The passer, indicated by the cross (X), has made the necessary delay and will pass the ball to one of two eligible receivers, indicated by the arrows ( {), who are getting down the field and out to their stations. The defense cannot tell which man is to receive the ball until after the pass is actually made. The passer has been covered by a regular kick formation.

The forward pass is perhaps the most rabidly discussed play in football to-day and there are hardly two first-class coaches in the country who take exactly the same view of its use. In some cases it has been used too often, and in others too seldom. It has won games for the team using it, and has cost games for the same team. "It is a boomerang," says one coach; "it is a play with a kick in it," declares another.

Fig.11 "BLOCK Kick" FORMATION.

BLOCK Kick FORMATION

Now the forward pass is quite as valuable as a threat as an actual play and it was more because of the chance that the threat of it would spread the defense than because it would work wonders as an actual play that the Rules Committee adopted it. In its first year very little use of it as a threat was made, and there was much grumbling because the play itself seemed so uncertain and was so often intercepted for long gains by the defense. Any time a back-field lines up with one man five yards or more behind the line of scrimmage the defense is menaced with a forward pass. Even if the pass is not forthcoming the menace must be reckoned with and there must be an opening out of the defense. It is its judicious use as play and threat both that marks the wise coach.

Perhaps the best criticism of it as an actual play was the danger to the team making it, for as kicks may be run back so may forward passes, and since the men sent down under the pass will be engaged in seeking to snatch the ball, rather than in watching the defensive backs, they will hardly be in advantageous position to bring down the interceptor of the pass, and there should be a great chance for a fast, alert, dodging back on the defense against the advance fling. With a quick getaway from the forward pass "eli-gibles," usually four in number, he will have to thread his way through a well-broken field of only seven men. His principal trouble should be in the form of the tackles, for they will come storming down the field for the very purpose of nailing the defensive back, albeit a man or two of the attack will have to be left well back up the field to guard against accidents. Of course an intercepted long pass is hardly as dangerous as an intercepted short pass, but there is danger in it just the same.

The long pass has the advantage that it need not necessarily be hurled very far to one side, and the players will be pretty well spread, whereas the short pass often goes sharply to the side and is, therefore, a trifle risky in the face of fast defensive backs. On the other hand, the short pass can be shot almost on a flat trajectory to its recipient, whereas the long pass often has to be flung rather high, to some prearranged spot, ball and man arriving almost simultaneously.

Coaches differ as to where the line should be drawn between passing direct to the man and to some unoccupied spot, and as there are many minds there have been many plays in the past and will be many in the future to test the various theories. There is no denying the value of the play in attacking territory, no denying its possible value as a scoring play, yet for all that the forward pass zone behind the goal line was added in the rule-making less in the hope that the attacking team would make a touchdown with the play than in the hope that the threat of it would so spread the defense that the attack would have at least an even chance of crossing the line with the running game as a climax to a steady, well-planned and well-executed advance, ball.

The elements of the forward pass are three - deception, delay, protection. It is obvious that no team making the pass wants the opposing eleven to know when it is coming.
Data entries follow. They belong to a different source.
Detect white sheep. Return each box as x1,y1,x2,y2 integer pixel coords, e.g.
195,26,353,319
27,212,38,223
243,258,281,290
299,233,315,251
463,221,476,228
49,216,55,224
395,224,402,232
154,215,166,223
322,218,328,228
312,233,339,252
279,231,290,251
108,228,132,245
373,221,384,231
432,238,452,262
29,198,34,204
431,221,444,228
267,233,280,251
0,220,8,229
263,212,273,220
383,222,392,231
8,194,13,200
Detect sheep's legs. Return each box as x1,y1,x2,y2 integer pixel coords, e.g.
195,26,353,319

To this end it may be made from a variety of formations and threatened as well as actually made from regular formations which just before the ball is snapped do not have one man five yards back of the line of scrimmage. A player may one time run back as if to make the play and not make it; another time run back and actually make it. Again, the threat of it - that is with one man five yards back as the teams line up - should be cleverly mixed up with the actual play made from the threatening position. The pass should sometimes be made from the kick formation, and indeed, the fear of it should be in the hearts of the enemy most of the time. It might be objected that the enemy always being on the watch, the play would fail both as a threat and as an actual ground-gainer. This argument fails because of the fact that the defense must face other plays and handle them and so be out of shape to handle the pass. The deception may be made even when men are going down the field ostensibly to take the pass, and the rest of the team well in motion, by the simple process of the back continuing his run.
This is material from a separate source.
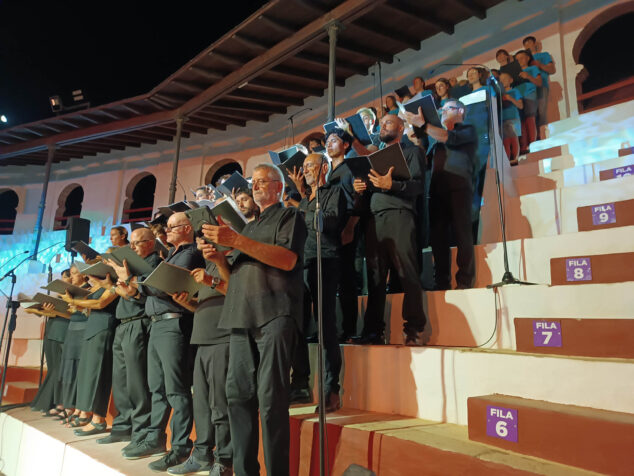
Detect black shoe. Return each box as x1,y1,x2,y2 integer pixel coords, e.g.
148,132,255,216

Fig.12 SIMPLE SHORT FORWARD PASS.

SIMPLE SHORT FORWARD PASS

The second element, delay, is the most difficult. Various subterfuges have to be resorted to behind the line to give time for as many eligible men as possible to get down the field. In the case of a short pass less delay is needed, but even here it is valuable, for if the passer has the maximum number of human targets at which to shoot, he will the more quickly find one of them uncovered by the defense, for the defense cannot possibly cover five men. Four men will make serious trouble for the defense, and in the case of very short passing I have seen the play work when the passer had only one eligible to whom to hurl. In the accompanying diagrams (Figs. 12, 13 and 14) I have shown three examples both of deception and delay.